We’ve even seen such edicts from Trump ally Viveck Ramaswamy who has demanded that all federal government workers return to the office 8am to 6pm. (That equates to a 10 hour work day). Claiming without evidence that federal workers who work remotely aren’t even working. While there have been cases where someone working from home had multiple jobs or were cheating, these are the exception and not the rule. Despite this, managers want their minions back at their desks.

When I became a corporate executive I sat and listened as the owners of my company spouted off about how everyone was stealing from them and the only way to make sure they weren’t stealing was to have them in the office every day and watch them. Stealing in their mind was getting paid but not working, or not working hard enough.

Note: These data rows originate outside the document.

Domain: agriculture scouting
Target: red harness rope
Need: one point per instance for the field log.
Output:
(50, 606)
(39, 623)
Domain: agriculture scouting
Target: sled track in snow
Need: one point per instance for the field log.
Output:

If you’ve ever wondered if your employer was tracking you take it from me, they are. I know, because when I got to the higher rungs of the corporate ladder it became part of my job to track them. Everything is used to track employees. Not just security cameras and the chip in your ID badge, but the GPS and camera in your company vehicle, the call logs from the landline and corporate cell phones, emails, even tracking software and internet usage on company computers and laptops.

There are people who simply abhor change. Whether it is economic classes, gender roles in society, diversity and inclusion, or accepting a woman as president. And it seems working from home is one more change corporate managers are unable or unwilling to accept. Or maybe they are simply trying to stay relevant. After all, if employees don’t need bosses to stand over their shoulders to make them be productive, then what do we need bosses for?